Show What You Know – Introducing the Arts to STEM Education

April 20, 2011

What is a “Super-Duper-Flower-Saving-Turkey-Baster-Power-Pumper” you might ask. The answer to this and many more intriguing questions can be found in The Curious Adventures of Sydney and Symon in: Water Wonders, an original chapter book for children ages 6-8 created by Reading Is Fundamental (RIF), the nation’s largest children’s literacy nonprofit, the National Writing Project (NWP) and FableVision, Inc, an educational media developer and K12 software publisher. This exciting new children’s book encourages learning and exploration through reading and writing while adhering to key K-4 National Science Standards and encouraging critical thinking, collaboration, communication and creativity.

Water Wonders stars young sibling scientists Sydney and Symon, as they “show what they know” in their science and engineering explorations. Through the use of talking, listening, reading, writing and drawing, the siblings embody the STEAM approach, which aims to introduce the arts to STEM education. STEAM is a way to invite more learners to use creative ways to express their STEM learning and encourage original and creative thinking.

Along with its irresistible characters and engaging storyline, Water Wonders also encourages young scientists and engineers through its demonstration of wondering, questioning, predicting, planning and observing. A much enjoyed addition to the story itself is a section of the book that is filled with Science Activities, an Answers and Explanations page that divulges the secrets behind the activities it encompasses and an area that lists how to Find Out More that allows for excited readers to extend their STEM learning.

The Curious Adventures of Sydney and Symon in: Water Wonders was first printed and distributed by RIF and NWP to schools and programs nationwide in disadvantaged communities. It is now available for the general public as a free download in either English or Spanish at Check it out and find out what a “Super-Duper-Flower-Saving-Turkey-Baster-Power-Pumper” really is!

Encourage STEM Education Through Video Games

April 14, 2011

Students from across the nation have recently been recognized for their original video game designs at the first annual National STEM Video Game Challenge.  Inspired by the Educate to Innovate Campaign, President Obama’s Initiative to promote a renewed focus on Science, Technology, Engineering, and Math (STEM) education, The National STEM Video Game Challenge aims to motivate interest in STEM learning among America’s youth by tapping students’ natural passions for playing and making video games. 

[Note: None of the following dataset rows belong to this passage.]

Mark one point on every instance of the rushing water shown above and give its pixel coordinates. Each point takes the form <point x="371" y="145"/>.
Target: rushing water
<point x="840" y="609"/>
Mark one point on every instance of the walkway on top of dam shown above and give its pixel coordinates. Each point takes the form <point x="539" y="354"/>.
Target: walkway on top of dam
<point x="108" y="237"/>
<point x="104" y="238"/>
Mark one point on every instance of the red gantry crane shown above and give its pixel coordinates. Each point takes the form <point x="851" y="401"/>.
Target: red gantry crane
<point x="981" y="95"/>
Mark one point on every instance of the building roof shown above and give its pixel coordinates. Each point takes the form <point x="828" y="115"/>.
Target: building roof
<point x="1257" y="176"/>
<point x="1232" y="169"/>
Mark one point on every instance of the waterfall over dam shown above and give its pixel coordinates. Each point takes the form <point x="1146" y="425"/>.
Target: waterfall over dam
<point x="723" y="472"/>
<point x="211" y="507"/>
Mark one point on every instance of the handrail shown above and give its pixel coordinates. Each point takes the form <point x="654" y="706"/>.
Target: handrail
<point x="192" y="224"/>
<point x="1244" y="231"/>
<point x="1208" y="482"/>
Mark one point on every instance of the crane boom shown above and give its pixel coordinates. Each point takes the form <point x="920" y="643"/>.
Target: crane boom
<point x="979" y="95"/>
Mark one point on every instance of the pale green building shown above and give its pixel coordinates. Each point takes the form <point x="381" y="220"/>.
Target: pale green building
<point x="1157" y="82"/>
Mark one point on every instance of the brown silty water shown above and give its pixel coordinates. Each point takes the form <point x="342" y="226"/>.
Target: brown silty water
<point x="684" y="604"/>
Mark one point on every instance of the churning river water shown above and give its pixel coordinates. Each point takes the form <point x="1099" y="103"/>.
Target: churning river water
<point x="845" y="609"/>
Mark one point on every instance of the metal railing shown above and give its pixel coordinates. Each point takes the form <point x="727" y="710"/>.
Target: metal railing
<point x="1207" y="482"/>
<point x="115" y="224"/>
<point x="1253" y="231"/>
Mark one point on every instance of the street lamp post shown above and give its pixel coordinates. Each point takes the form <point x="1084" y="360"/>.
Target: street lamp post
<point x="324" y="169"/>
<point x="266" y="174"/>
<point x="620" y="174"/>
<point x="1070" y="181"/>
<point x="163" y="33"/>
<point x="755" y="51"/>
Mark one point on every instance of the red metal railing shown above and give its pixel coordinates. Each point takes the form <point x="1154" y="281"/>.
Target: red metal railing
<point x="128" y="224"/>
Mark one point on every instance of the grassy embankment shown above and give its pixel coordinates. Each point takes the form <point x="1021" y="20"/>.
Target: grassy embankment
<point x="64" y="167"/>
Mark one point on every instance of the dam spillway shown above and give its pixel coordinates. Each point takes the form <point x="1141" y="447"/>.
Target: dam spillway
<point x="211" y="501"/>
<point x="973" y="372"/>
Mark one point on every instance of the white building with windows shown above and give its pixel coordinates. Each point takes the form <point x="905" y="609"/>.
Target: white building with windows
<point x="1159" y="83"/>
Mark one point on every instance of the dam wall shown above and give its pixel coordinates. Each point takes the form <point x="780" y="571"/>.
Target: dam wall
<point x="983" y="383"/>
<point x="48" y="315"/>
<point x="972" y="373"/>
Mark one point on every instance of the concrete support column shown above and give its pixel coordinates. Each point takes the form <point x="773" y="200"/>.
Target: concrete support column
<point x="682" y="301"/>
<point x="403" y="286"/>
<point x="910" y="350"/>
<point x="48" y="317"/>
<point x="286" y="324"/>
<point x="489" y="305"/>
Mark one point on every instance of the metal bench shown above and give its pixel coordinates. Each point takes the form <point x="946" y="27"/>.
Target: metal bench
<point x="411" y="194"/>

The first year of the challenge featured competitions for students and developers.  Twelve students from across the U.S in grades 5 – 8 were selected as winners of the Youth Prize for their original game designs.  The Youth Prize winners were selected from a group of over 500 entries for their ability to use STEM concepts to design engaging, innovative and well-balanced games.   The students will receive an EMD-based laptop computer and educational software.  A cash prize of $2000 will also be awarded to their school or a non-profit organization of their choice. 

The organizations outreach partners believe that the process of making video games isn’t just fun, it can help you develop valuable skills our country needs – skills like critical thinking, problem solving, and creative design.